Перекусив, Нюрка собрала ребячью одежонку латать и штопать. Бабка Анна, нарушая гнетущее молчание, сказала:
— И-и, озорники, не напасешься на вас одежки, так и горит. Мать бы хоть пожалели.
Не поддержала разговор Нюрка: согнувшись, сидела за столом, размеренно двигалась ее рука с иголкой. Занималась она привычной домашней работой, но бабка Анна вдруг разглядела, что под этим спокойствием невестки кипит и решается нечто важное, важное для них всех — кто был и есть рядом с ней. Опять забеспокоилась бабка: «А ну как руки на себя наложит? Уж больно крута Нюрка, с характером... »
Уложили ребят рано. Нюрка снова принялась за штопку, и бабка Анна нашла заделье — Любочке вязать шерстяные топотушки. Сидела она в углу, прилежно работала спицами, изредка посматривала на невестку. Тихо в доме. В этой тишине особенно выразительно прозвучали слова Нюрки, аж вздрогнула бабка Анна:
— Маманя, зачем страдают люди на земле?
— Эк беда тебя скрутила, сердешную, — смешалась бабка Анна. — Уж так испокон веков повелось, сам господь бог страдал за людей. Душу они, страдания-то, очищают, а очистят — и жить легче, и радость — в радость.
— А я думаю, что страдания — от зла. Много еще его на земле...
— Неурядица, милая, в твоем сердечке зарыта! Вроде и взаправду зла на свете понасеяно: и-и... сколько! — не счесть! Приметное оно, зло-то, оттого и мерещится в любом углу. Туман все это, под ним-то и прячется добро, потому как стыдливое и стеснючее, чисто брильянт. Омоется человечье сердечко горестями, добро проснется, и ясное оно, светит брильянтом!

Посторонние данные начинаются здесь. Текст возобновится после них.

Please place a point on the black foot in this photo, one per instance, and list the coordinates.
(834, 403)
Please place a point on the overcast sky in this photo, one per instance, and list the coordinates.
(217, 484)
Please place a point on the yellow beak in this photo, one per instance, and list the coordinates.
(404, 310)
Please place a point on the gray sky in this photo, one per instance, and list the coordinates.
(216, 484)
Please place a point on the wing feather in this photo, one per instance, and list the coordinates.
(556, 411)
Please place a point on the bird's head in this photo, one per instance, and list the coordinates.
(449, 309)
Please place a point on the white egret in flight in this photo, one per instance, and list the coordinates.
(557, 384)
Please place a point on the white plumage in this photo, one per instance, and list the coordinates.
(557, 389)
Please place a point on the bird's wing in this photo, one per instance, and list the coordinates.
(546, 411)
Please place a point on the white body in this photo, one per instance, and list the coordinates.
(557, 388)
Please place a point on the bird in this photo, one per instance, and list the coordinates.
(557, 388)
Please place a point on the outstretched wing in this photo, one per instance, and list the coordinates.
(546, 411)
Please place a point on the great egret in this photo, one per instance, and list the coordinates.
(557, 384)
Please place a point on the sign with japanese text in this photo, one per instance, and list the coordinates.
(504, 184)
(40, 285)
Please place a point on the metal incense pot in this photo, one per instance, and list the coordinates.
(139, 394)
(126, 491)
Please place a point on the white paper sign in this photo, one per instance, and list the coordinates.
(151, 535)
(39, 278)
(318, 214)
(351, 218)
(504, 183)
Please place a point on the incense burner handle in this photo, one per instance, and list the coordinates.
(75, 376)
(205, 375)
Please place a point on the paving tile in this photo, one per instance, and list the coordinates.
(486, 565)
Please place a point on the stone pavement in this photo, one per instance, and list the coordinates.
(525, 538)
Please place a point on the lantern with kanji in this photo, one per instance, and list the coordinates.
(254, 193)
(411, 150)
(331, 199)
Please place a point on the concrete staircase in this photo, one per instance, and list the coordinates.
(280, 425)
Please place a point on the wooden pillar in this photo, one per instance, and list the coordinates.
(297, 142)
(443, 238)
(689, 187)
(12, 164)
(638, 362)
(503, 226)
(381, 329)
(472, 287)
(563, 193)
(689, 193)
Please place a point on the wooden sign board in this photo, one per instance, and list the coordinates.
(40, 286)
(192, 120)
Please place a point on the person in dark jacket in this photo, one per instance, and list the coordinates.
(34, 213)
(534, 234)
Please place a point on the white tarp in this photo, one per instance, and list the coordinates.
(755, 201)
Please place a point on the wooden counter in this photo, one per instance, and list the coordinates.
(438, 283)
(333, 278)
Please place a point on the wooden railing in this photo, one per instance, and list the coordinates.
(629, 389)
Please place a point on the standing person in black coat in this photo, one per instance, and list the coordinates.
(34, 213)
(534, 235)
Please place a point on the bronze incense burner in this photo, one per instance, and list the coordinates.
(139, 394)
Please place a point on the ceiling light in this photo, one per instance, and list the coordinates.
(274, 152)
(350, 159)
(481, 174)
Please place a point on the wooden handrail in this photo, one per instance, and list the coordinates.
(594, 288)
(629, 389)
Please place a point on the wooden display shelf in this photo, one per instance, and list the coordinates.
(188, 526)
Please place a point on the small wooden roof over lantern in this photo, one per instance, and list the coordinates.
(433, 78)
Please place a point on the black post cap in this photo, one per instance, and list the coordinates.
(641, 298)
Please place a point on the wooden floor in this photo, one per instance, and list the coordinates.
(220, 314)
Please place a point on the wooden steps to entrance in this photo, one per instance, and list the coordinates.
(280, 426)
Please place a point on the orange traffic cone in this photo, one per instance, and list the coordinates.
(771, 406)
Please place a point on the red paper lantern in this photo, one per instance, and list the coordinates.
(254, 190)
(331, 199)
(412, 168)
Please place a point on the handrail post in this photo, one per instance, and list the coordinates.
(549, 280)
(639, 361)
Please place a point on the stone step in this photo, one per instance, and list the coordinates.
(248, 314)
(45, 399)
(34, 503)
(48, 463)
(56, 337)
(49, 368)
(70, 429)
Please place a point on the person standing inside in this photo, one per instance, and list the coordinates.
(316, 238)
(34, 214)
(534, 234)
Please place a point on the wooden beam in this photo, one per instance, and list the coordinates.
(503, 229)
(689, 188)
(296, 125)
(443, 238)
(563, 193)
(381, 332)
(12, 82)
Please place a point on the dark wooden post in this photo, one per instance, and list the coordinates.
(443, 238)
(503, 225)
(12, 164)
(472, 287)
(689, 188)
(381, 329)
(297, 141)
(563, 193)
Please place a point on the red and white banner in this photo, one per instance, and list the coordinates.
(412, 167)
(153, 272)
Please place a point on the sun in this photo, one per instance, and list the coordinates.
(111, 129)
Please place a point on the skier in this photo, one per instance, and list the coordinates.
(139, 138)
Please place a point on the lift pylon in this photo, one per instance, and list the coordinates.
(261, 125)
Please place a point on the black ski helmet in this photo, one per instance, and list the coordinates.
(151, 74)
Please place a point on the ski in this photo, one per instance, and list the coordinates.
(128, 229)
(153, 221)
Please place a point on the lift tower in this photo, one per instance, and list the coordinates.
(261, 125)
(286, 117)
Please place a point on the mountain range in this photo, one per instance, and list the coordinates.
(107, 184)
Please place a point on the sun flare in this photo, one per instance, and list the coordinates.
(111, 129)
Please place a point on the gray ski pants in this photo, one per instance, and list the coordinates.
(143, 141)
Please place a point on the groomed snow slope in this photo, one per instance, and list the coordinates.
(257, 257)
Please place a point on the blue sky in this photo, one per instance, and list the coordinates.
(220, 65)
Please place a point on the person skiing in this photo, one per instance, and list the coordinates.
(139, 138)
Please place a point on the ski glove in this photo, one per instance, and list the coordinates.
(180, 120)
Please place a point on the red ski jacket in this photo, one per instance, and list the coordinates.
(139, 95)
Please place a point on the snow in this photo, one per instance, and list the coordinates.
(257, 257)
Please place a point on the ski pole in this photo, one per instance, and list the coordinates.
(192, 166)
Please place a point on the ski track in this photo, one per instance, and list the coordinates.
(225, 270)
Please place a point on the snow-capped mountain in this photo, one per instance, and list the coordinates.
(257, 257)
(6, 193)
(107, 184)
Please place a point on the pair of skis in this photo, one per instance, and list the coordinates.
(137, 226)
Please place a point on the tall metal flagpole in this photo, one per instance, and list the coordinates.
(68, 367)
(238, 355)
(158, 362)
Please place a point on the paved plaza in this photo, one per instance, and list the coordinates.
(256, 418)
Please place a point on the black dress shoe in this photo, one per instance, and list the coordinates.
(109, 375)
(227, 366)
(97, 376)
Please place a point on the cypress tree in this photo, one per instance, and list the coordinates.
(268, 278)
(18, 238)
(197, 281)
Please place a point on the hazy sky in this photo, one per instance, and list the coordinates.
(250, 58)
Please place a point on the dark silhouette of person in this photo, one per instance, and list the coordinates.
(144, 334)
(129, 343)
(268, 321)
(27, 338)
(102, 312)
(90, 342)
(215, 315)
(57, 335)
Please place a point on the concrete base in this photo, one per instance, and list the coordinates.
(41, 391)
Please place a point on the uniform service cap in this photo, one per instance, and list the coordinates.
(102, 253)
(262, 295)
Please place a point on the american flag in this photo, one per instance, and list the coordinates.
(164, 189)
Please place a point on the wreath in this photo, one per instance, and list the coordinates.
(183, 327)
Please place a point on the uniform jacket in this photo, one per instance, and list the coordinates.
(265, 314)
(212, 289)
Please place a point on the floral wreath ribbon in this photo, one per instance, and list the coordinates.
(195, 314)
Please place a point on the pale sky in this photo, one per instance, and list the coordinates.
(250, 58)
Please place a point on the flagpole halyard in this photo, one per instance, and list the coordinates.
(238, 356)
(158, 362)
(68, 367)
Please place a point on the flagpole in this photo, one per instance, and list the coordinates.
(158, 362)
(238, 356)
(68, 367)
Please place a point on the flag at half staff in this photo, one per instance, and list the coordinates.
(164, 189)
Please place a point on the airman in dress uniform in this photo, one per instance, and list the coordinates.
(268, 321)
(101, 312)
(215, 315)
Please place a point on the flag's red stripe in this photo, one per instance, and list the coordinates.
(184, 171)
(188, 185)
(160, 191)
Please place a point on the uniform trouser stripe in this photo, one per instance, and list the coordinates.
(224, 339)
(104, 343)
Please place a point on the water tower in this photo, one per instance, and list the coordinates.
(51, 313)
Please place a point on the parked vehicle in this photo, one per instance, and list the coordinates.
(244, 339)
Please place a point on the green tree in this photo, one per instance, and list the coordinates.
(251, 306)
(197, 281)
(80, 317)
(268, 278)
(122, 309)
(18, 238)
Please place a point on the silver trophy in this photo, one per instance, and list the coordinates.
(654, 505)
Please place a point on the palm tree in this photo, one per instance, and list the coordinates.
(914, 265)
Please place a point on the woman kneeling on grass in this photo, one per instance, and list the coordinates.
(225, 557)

— Ты, маманя, словно проповедь читаешь... От людей зло. А злой человек не может страдать, он может лишь ненавидеть да кусать исподтишка, как змея подколодная.
Закрестилась бабка Анна, заохала:
— И-и, господь с тобой! Не след черными думками жить, тогда и совесть почернеет. Она-то, совесть, всему перед, за ней весь человек веревочкой вьется: куда совесть укажет — в тех краях человек осядет. Черная совесть за тридевять земель, в злую страну, тащит, чистая — к свету теплому и к добрым людям. Ищи добрых людей, к ним и приклоняйся. Людские болести грызут сердечко, грызут помаленьку. Одному нипочем не устоять, если кругом не поддержать, не помочь.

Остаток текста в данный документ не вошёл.